Giving a quick stretch on each leg and a twist of the back, I pull the dusty conveyor belt of doom out of it's lock until it creaks and reaches the floor.
The sound acts as a beacon to the older boys as they run into the room begging to put their action heroes on the treadmill to watch them fling across the room.
As tempting as this may seem, I scurry them out.
Stepping on the treadmill, the familiar pace of setting 6 begins to remind my muscles and bones of what to do. Right, left, right, left...my usual bare feet find their comfort in soft running shoes.
"MOOOOOOOOM? I'm HUNGRY!" Our four year old yells from downstairs.
"Baby, You JUST ate less than two hours ago! Can you wait 20 minutes?"
"But I'm hungry!"
Fix a snack.
Run back upstairs.
Hit the number six again...aaaaand go.
2:18, 35 seconds
"Can I have a snack too?" Our son yells up.
Run down the stairs...somewhat annoyed.
"WHO wants a snack? ANYBODY that wants a snack, tell me RIGHT now."
Fix three more snacks and give them to children with an "oh @#$#" expression on their faces.
Run back up the stairs.
Breathing hard from either the stairs or pure anger, I hit the stupid number 8 to run faster.
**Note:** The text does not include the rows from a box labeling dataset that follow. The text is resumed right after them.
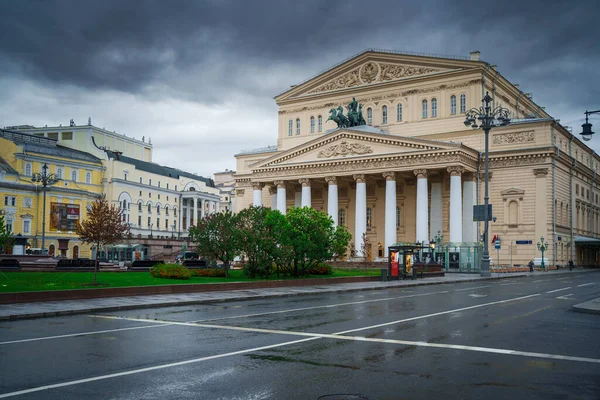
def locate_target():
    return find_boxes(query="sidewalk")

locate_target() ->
[0,269,600,321]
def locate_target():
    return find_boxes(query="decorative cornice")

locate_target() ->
[279,79,481,115]
[446,165,465,176]
[317,140,373,158]
[413,169,427,179]
[382,171,396,181]
[492,131,535,146]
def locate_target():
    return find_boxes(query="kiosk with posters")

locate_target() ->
[388,243,443,280]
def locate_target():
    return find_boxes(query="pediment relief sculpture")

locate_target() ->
[317,140,373,158]
[308,61,441,94]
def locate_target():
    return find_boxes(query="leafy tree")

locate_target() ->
[286,207,335,276]
[189,210,240,276]
[77,196,128,285]
[0,215,13,252]
[331,225,352,260]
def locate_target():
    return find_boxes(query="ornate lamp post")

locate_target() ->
[580,110,600,141]
[538,236,548,271]
[31,163,59,254]
[465,92,510,276]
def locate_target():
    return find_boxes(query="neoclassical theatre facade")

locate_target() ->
[235,50,600,265]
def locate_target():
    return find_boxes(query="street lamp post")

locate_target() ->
[465,92,510,276]
[580,110,600,141]
[31,163,59,254]
[538,236,548,271]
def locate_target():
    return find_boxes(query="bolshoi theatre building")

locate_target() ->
[235,50,600,266]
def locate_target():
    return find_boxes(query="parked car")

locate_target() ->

Watching the clock on the treadmill, I no longer keep track for time, I wait to see how long it takes for the next interruption.
(Are you KIDDING ME?)
"Can you come here?"
"Not right NOW guys! I'm trying to run!"
As visions of any number of catastrophes run through my mind, I slam the stop button to go back down to see what they need.
"What's up guys?"
"Oh, never mind. We got it."
"The REMOTE? You called me down because you couldn't find the REMOTE?"
Slam number 10.
Rage and frustration battle through my pulse as I come to realize that I won't get a decent workout, or anything else for that matter, until we wave "good-bye" to our last child fourteen years from now.
I hit number 11.
I can't feel my feet.
I don't care.
Our four year old little girl comes in.
"I'm going to color a picture."
Not knowing whether to laugh, cry or simply pass out, I feel my rubbery legs walk to our daughter.
"That would be a great idea Lauren. I think a picture would be nice."
"Will you draw it for me?"
"Yes, baby. I'll draw it."
"Yes, I'll draw Snow White."
A slow stretch occurs while walking down the stairs with a hand pulling the way. Resistance training is futile.
Beads form across my forehead and I smile at the fact that at least I broke a sweat. It was a humble attempt at a work out that only reminded me of how the "lazy days of summer" are anything but.
So, for any work-out instructors who go on and on about "making the time to exercise," I'd like to invite you to a house full of kids in the real world...with no nannies, fitness instructors or gym memberships.
There's only one prerequisite before you come...you need to be able to throw down with some goldfish and milk during snack time and always, always be ready with your princess drawing mad skills. (Action hero flying is optional.)